In Defense of Distraction Twitter, Adderall, lifehacking, mindful jogging, power browsing, Obama’s BlackBerry, and the benefits of overstimulation.

The Benefits of Distraction and Overstimulation -- New York Magazine

One of the weaknesses of lifehacking as a weapon in the war against distraction, Mann admits, is that it tends to become extremely distracting. You can spend solid days reading reviews of filing techniques and organizational software. “On the web, there’s a certain kind of encouragement to never ask yourself how much information you really need,” he says. “But when I get to the point where I’m seeking advice twelve hours a day on how to take a nap, or what kind of notebook to buy, I’m so far off the idea of lifehacks that it’s indistinguishable from where we started. There are a lot of people out there that find this a very sticky idea, and there’s very little advice right now to tell them that the only thing to do is action, and everything else is horseshit. My wife reminds me sometimes: ‘You have all the information you need to do something right now.’ ” ...

“Where you allow your attention to go ultimately says more about you as a human being than anything that you put in your mission statement,” he continues. “It’s an indisputable receipt for your existence.
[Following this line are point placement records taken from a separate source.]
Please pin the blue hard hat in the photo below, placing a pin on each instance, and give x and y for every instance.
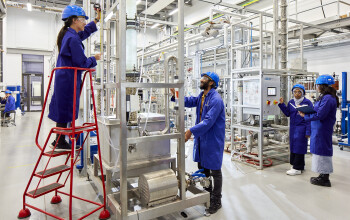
(298, 86)
(71, 10)
(213, 76)
(325, 79)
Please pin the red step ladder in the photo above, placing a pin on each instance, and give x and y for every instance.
(71, 159)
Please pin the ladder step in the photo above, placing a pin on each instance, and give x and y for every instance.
(52, 171)
(45, 189)
(79, 129)
(56, 153)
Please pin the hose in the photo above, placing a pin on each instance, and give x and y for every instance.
(256, 162)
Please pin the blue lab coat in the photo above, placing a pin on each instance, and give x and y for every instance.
(9, 104)
(322, 124)
(71, 55)
(299, 128)
(209, 133)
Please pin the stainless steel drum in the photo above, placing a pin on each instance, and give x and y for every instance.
(158, 187)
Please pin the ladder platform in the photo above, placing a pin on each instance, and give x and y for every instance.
(56, 153)
(78, 130)
(45, 189)
(52, 171)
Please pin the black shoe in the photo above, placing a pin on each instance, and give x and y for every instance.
(215, 205)
(64, 146)
(321, 180)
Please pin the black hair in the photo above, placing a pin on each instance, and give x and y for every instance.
(326, 89)
(67, 24)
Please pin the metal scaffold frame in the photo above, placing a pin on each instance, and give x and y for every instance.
(265, 38)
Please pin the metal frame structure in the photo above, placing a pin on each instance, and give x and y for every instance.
(117, 201)
(260, 47)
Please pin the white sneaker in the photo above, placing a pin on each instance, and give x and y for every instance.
(293, 172)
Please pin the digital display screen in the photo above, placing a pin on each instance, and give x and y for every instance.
(271, 91)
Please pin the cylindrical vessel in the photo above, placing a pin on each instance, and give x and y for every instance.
(157, 187)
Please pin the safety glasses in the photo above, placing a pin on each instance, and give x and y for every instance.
(81, 19)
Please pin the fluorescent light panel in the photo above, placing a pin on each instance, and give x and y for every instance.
(157, 6)
(174, 11)
(29, 6)
(155, 25)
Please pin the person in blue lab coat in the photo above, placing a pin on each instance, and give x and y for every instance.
(322, 123)
(71, 54)
(299, 130)
(209, 134)
(9, 102)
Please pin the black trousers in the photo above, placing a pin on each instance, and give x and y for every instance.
(5, 114)
(217, 176)
(297, 160)
(62, 138)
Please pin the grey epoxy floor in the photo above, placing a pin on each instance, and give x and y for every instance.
(247, 193)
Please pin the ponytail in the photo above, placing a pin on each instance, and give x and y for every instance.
(325, 89)
(63, 31)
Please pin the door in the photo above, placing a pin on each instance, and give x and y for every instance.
(32, 82)
(33, 92)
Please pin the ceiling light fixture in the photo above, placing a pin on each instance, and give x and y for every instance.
(29, 6)
(155, 25)
(174, 11)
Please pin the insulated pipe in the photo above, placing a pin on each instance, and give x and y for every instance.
(166, 96)
(284, 53)
(212, 10)
(131, 36)
(344, 101)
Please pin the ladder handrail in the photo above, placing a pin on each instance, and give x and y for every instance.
(47, 94)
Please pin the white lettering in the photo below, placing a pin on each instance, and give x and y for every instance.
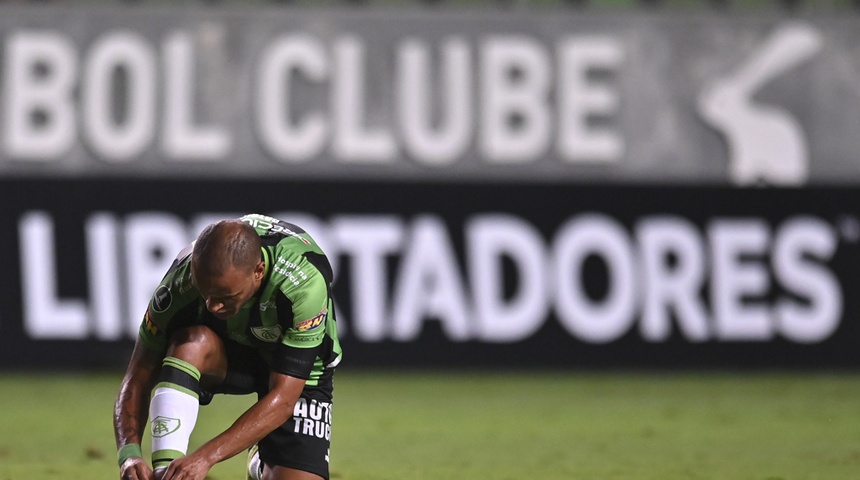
(429, 285)
(445, 143)
(515, 82)
(45, 315)
(354, 141)
(489, 239)
(580, 99)
(817, 318)
(285, 139)
(594, 320)
(739, 282)
(181, 137)
(39, 115)
(673, 272)
(368, 240)
(119, 139)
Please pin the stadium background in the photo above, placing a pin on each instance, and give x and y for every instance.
(512, 186)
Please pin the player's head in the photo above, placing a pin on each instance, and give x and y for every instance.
(226, 266)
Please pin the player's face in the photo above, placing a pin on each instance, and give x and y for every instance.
(225, 295)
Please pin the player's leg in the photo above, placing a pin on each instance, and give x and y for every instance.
(195, 356)
(299, 449)
(285, 473)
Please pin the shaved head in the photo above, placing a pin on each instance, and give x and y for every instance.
(225, 244)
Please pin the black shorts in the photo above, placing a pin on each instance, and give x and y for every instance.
(302, 442)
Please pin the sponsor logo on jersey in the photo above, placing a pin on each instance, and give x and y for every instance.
(162, 299)
(312, 418)
(267, 334)
(313, 322)
(267, 305)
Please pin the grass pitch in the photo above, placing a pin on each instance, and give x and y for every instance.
(493, 426)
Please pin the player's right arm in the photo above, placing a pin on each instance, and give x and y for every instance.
(132, 410)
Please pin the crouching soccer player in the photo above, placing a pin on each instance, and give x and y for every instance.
(247, 308)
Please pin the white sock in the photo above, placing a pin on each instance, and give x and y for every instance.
(173, 414)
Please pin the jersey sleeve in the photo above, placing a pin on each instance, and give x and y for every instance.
(172, 299)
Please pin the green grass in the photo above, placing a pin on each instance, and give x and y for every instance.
(494, 426)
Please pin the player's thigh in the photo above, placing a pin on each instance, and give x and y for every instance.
(202, 347)
(285, 473)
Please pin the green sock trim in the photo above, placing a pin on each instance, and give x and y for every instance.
(162, 458)
(132, 450)
(182, 366)
(176, 387)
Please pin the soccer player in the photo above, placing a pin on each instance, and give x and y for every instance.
(247, 308)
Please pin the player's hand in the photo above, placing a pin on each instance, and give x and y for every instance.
(192, 467)
(135, 469)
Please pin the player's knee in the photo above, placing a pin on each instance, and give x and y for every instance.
(194, 335)
(198, 345)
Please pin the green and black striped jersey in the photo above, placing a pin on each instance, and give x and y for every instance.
(290, 319)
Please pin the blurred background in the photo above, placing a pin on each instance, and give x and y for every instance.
(537, 184)
(572, 238)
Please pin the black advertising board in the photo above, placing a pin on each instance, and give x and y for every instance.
(462, 275)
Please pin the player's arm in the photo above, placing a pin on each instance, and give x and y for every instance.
(132, 409)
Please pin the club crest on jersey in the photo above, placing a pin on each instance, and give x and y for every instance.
(267, 334)
(163, 426)
(162, 299)
(312, 323)
(150, 325)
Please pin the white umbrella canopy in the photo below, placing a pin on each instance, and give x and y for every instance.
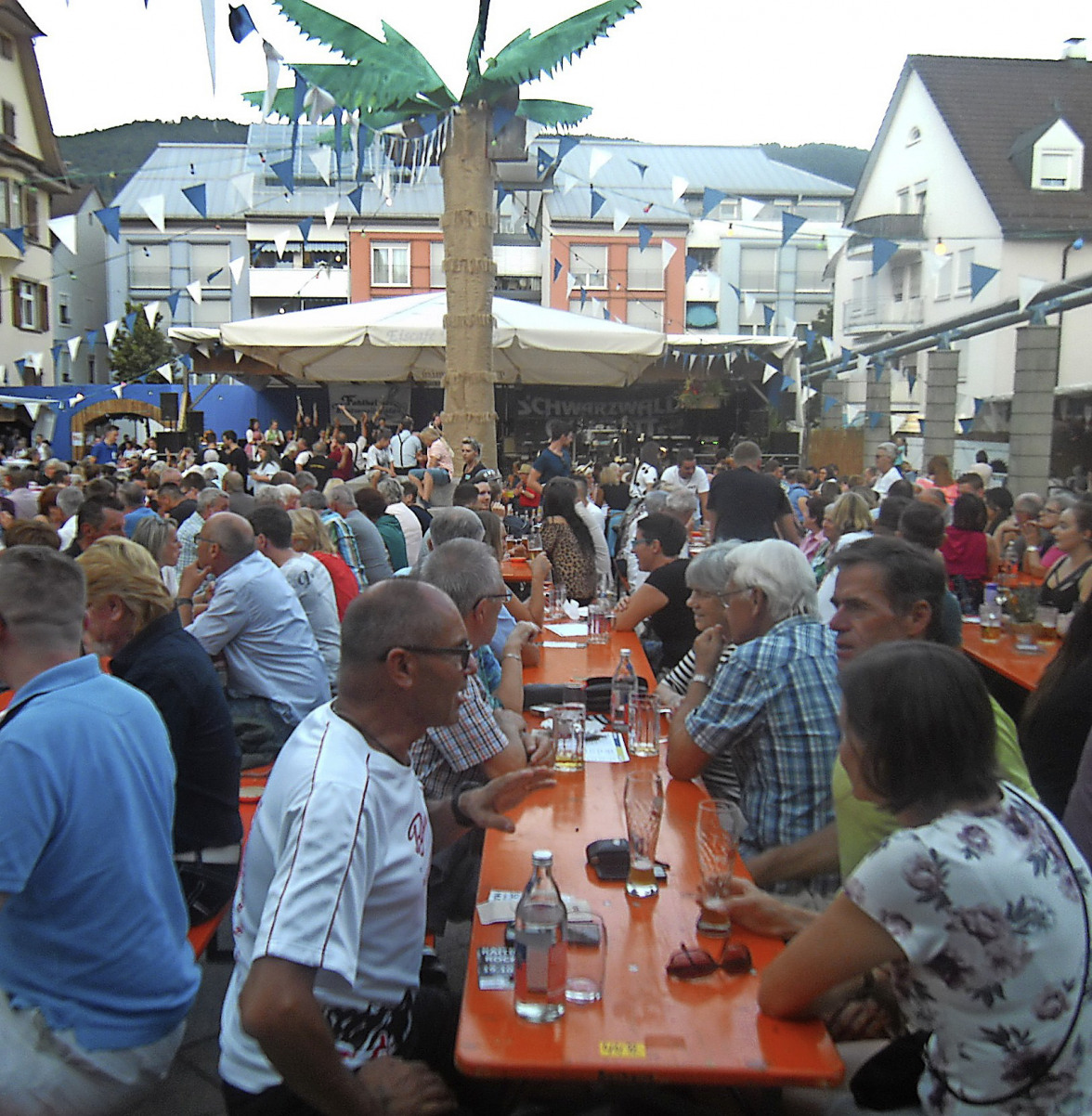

And if you allow that to be squandered by other people who are as bored as you are, it’s gonna say a lot about who you are as a person.” ...

This sort of free-associative wandering is essential to the creative process; one moment of judicious unmindfulness can inspire thousands of hours of mindfulness.

Interesting piece at the New Yorker, take the time out to read it all the way through. Here are a few choice bits that got my brain a firing.

One of the key factors left out though is the sheer luxury in being able to take the time out of your day to focus on one particular task. I would say our lives have become fragmented because of technology. If you do not respond to those emails, Facebook notices or text messages people will assume something is wrong. There is a perceived sleight to a person if you do not reply to them. A social faux pas. And I would argue that we are more socially linked then ever before in history. One would wake up and have no clue what others were up too. Now I wake up to hourly updates!

Not very many of us today can afford to turn off email, not send out a quick reply, not read the trade blogs to keep up on the latest tech / trends. Not follow Facebook / Twitter / Linkedin to see what colleagues are doing. To be able to just focus on your work would be a amazing luxury.

Maybe someday I'll have the means, but for now, it's pots of coffee and endless information gathering.